Police are also certain Clemmons, 37, was in a Seattle house Sunday night but was able to flee before police could contain the area. Police staked out the house overnight before SWAT team members determined early Monday that Clemmons wasn’t there.
“It’s unfortunate he’s been a step or two ahead of us,” Troyer said.
The realization Monday morning that the suspect had not been cornered after all prompted police to fan out across the city looking for any sign of Clemmons. Authorities posted a $125,000 reward for information leading to his arrest in the Sunday rampage.
Killed were Sgt. Mark Renninger, 39, and Officers Ronald Owens, 37; Tina Griswold, 40; and Greg Richards, 42.
The manhunt came as authorities in two states took heat for the fact that Clemmons was allowed to walk the streets despite a teenage crime spree in Arkansas that landed him a 108-year prison sentence. He was released after then-Gov. Mike Huckabee commuted his sentence.
“This guy should have never been on the street,” said Brian D. Wurts, president of the police union in Lakewood, where all four slain officers worked. “Our elected officials need to find out why these people are out.”

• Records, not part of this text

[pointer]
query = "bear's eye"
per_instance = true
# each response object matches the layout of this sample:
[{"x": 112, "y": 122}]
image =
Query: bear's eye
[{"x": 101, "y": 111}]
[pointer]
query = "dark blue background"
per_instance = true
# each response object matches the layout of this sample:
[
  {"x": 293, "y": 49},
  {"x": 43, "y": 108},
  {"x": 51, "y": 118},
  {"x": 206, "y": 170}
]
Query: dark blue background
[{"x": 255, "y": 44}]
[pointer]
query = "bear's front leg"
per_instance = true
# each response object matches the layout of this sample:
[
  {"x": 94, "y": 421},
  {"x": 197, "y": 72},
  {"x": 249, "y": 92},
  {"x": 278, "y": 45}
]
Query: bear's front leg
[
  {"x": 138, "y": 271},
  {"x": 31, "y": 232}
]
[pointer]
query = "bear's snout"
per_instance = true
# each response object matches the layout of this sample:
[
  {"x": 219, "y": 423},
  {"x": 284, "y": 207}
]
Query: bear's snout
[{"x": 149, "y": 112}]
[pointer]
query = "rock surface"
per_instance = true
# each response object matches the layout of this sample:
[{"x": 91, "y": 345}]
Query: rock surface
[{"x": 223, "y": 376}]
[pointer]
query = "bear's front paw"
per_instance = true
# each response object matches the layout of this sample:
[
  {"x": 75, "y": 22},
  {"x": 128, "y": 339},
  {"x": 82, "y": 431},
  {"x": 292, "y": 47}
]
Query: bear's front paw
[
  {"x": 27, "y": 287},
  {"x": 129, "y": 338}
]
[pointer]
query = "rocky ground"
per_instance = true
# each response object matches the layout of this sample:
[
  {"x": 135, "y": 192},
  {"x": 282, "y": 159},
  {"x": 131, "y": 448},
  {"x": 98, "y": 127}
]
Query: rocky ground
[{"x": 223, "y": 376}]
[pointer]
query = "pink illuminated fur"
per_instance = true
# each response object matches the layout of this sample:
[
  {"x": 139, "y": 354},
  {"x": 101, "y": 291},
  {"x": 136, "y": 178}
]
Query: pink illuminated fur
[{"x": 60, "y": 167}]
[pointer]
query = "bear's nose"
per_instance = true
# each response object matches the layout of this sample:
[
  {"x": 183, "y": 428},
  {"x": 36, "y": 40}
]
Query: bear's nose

Police said they are not sure what prompted Clemmons to kill the officers as they worked on their laptop computers at the beginning of their shifts. He was described as increasingly erratic in the past few months and had been arrested earlier this year on charges that he punched a sheriff’s deputy in the face.
Troyer told the Tacoma News-Tribune that Clemmons indicated the night before the shooting “that he was going to shoot police and watch the news.”
Authorities said the gunman singled out the officers and spared employees and other customers at the coffee shop in a suburb about 35 miles south of Seattle. He then fled, but not before he was apparently shot in the torso by one of the dying officers.
Investigators examined the coffee shop for clues. Sheriff’s spokesman Lt. Dave McDonald said authorities found a handgun carried by the killer, along with a pickup truck belonging to the suspect with blood stains inside.
Clemmons was charged in Washington state earlier this year with assaulting a police officer and raping a child, and investigators in the sex case said he was motivated by visions that he was Jesus Christ and that the world was on the verge of the apocalypse.
But he was released from jail after posting bail.